Seriously though, I know we all love pasta... and for so many reasons, right? I mean you simply can't go wrong. Pasta is a cook's, and a diner's, best friend. It's quick and easy, it pairs well with just about anything, and it is certainly fun to eat.
This week I made a delicious and extremely quick pasta dish that is sure to be a repeat in my kitchen! Giada's Ravioli with Balsamic Brown Butter comes together in the time it takes to boil a pot of water and cook some store-bought ravioli! While the water is coming a boil you roast a handful of walnuts in a 350F oven and start some butter melting on the stove top. When the walnuts are all toasty, and the butter has stopped foaming and turned a lovely golden brown, spoon in some balsamic vinegar. By this time your water should be at a boil so you can toss in your ravioli, get out your Parmesan cheese, and be ready to enjoy! Twenty minutes, tops!
This is an delicious weekday meal! I love the nuttiness of the brown butter with the crunch of the toasted walnuts. It goes perfectly with the nutty flavor of Parmesan cheese. Simple, quick, and totally delightful! We loved it!
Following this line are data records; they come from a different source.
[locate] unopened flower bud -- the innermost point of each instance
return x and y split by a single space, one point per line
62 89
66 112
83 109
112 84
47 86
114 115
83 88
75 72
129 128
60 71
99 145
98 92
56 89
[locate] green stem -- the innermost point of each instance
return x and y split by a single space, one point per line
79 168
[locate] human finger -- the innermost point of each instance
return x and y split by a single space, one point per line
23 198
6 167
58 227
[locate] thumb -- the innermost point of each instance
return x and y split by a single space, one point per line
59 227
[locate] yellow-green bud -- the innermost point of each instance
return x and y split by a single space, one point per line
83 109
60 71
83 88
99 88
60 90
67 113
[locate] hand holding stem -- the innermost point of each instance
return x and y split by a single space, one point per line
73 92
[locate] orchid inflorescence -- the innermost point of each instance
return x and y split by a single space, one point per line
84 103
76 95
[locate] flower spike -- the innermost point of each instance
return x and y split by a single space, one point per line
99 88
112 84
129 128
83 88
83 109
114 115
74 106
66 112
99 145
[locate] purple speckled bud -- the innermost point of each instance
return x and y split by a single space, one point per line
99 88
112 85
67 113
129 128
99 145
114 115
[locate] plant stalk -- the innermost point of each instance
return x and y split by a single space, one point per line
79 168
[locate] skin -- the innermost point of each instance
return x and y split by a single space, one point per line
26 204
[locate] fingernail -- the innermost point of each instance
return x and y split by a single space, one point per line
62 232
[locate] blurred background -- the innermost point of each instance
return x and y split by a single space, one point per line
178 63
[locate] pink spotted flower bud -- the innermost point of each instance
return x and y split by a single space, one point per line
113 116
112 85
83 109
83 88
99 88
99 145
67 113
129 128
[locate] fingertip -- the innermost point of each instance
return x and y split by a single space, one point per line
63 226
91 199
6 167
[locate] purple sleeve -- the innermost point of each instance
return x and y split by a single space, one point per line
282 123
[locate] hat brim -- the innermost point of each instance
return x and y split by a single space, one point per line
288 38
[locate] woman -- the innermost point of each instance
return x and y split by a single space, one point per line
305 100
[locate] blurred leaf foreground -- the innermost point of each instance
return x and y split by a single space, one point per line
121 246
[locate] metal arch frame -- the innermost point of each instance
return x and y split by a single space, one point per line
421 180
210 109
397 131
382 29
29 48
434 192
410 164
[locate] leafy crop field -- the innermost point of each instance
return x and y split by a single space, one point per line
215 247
Ravioli with Balsamic Brown Butter
Adapted from Food Network
by Giada DeLaurentiis
18 to 20 ounces store-bought ravioli
6 tablespoons butter
2 tablespoons balsamic vinegar
salt and pepper, to taste
1/3 cup toasted, chopped walnuts
Parmesan cheese, to taste
Bring a large pot of salted water to a boil over high heat. Add the ravioli and cook 4 to 5 minutes, until tender but still firm to the bite, stirring occasionally. Drain ravioli onto a large serving platter.
Meanwhile, in a medium saucepan cook the butter over medium heat, stirring occasionally. When the foam subsides, and the butter begins to turn a golden brown, about 3 minutes, turn off the heat. Let cool for about 1 minute. Stir in the balsamic vinegar, salt and pepper.
Transfer the ravioli to the saucepan with the butter. Sprinkle with walnuts and Parmesan over the top and serve immediately.
Over at I Heart Cooking Clubs we're celebrating all things pasta. I had a great time looking through old blogs posts this morning and choosing some of my favorites. Most of these are from way back, around six years ago.
The pasta dish that I've made over and over again, more so than any other, is Jamie Oliver's Farfalle with a Creamy Smoked Bacon and Pea Sauce. It was about six years ago when I first made this dish and I bet I've made it at least 20 to 30 times since then. It is quick meal that always pleases the entire family and better still, I almost always have the ingredients on hand to make it. I highly recommend this one!
One of my personal favorites is Giada's Orechiette with Sausage, Beans, and Mascarpone. This pasta dish is hearty and extremely flavorful, but it also contains three of my very favorite things: pasta, beans, and cheese. It's delicious!
Another family favorite is Giada's Orechiette with Mini Chicken Meatballs. This pasta recipe is light and fresh with fun little mini-sized meatballs and creamy balls of fresh mozzarella. It's kid-friendly, fun to eat, and on the lighter side. The only problem is that it's hard to stop eating!
Giada's Pastina with Peas and Carrots is a great alternative to macaroni and cheese and is definitely a hit with kids! Mascarpone cheese provides creaminess and the peas and carrots provide a nice splash of color in a dish that can be served as a main course or on the side. Perfect for spring!
How about you? What are some of your favorite pasta dishes?